A. Ellipsoid heart modeling for left ventricle segmentation and American Heart Association (AHA)-conform segmentation. Bull's Eye (B) and cylindrical maps (C) are generated from the radial projection of the probes' tomographic reconstructions, over the surfaces of the concentric fitting ellipsoids. The correlation between the 17-sector Bull's Eye map and analogs on the unfolded cylindrical map is given. (D) Myocardial infarction with its corresponding occlusion and visible ligation thread, in the left anterior descending coronary artery (LAD). (E) Tomographic reconstruction of a non-injured heart. The reconstructed LAD (shown in red), courses to the apex of the heart and perfuses the basal anterior, the basal lateral and anterolateral, as well as the apical lateral walls. (F) A segmented left ventricle ellipsoid representation where different colors represent the wall thickness. Map projection (over a flat surface) of the ventricle wall thickness, according to both a Bull's Eye (G) and a cylindrical (H) map representation. Papillary muscles (black arrows) can be clearly identified by their thicknesses. The LAD is mapped and represented in black, while the black grid indicates the location of the 17 sectors. The red spot indicates the location of the ligation.
Figure 7.
Probe activity distribution maps in inflamed left ventricle.
(A) Bull's Eye (top) and cylindrical (right) maps of molecular probe activity at day 5 post myocardial infarction. Inflammation is accentuated along the border of the injured tissue, while the core of the infarct displays low signal. Continuous white line indicates the border of the interventricular septum. (B) One-dimensional plots showing the intensities of the probes activity, along the directions indicated in the maps (white faded bands). Signal plots indicate a high correlation in probe activities. (C) Axial reconstructions of cell-associated probe activity along the indicated plane, with their corresponding co-localization maps. (D) Overlapping cross correlation functions (CCF) are calculated for the two channels, taking into account both translational and rotational shifts. Overall, a high degree of correlation is present, however there are distinct differences in each channel reflecting the different spatial distribution of the molecular target.
Figure 8.
Quantification of probe activity in infarct area.

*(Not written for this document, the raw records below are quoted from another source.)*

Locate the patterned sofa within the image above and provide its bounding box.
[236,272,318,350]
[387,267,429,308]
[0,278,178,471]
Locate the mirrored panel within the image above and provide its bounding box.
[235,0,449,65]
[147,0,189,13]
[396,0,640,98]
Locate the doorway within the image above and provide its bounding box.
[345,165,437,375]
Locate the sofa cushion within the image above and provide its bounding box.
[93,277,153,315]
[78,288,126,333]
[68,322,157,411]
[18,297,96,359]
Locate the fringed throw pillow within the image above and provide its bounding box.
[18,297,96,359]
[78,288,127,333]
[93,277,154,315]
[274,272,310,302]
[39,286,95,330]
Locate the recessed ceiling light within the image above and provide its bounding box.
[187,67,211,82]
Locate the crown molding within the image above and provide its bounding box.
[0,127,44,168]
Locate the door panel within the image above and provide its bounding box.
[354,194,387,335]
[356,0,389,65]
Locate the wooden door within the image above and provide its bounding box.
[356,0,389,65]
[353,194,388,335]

(A) Cylindrical (left) and Bull's Eye (right) maps of molecular probe and bead distribution of an excised heart at day 5 after myocardial infarction. High cathepsin B and phagocytic activity, are evident in the proximity of the injured area with a high degree of colocalization. Fluorescently labeled (FITC) microbeads, injected in vivo into the left ventricle before harvesting, are homogeneously distributed across the whole heart, with the exception of the non-perfused infarct area. The white dotted line indicates the border of the necrotic infarct scar, localized in apical and lateral segments. Continuous white line indicates the border of the interventricular septum. (B) Axial reconstructions of probe activities at the indicated plane. (C) Cylindrical (left) and Bull's Eye (right) representation of reparative (Ly6Clo, green) and inflammatory (Ly6Chi, red) monocyte subsets together with the an axial (D) and tomographic (E) reconstruction.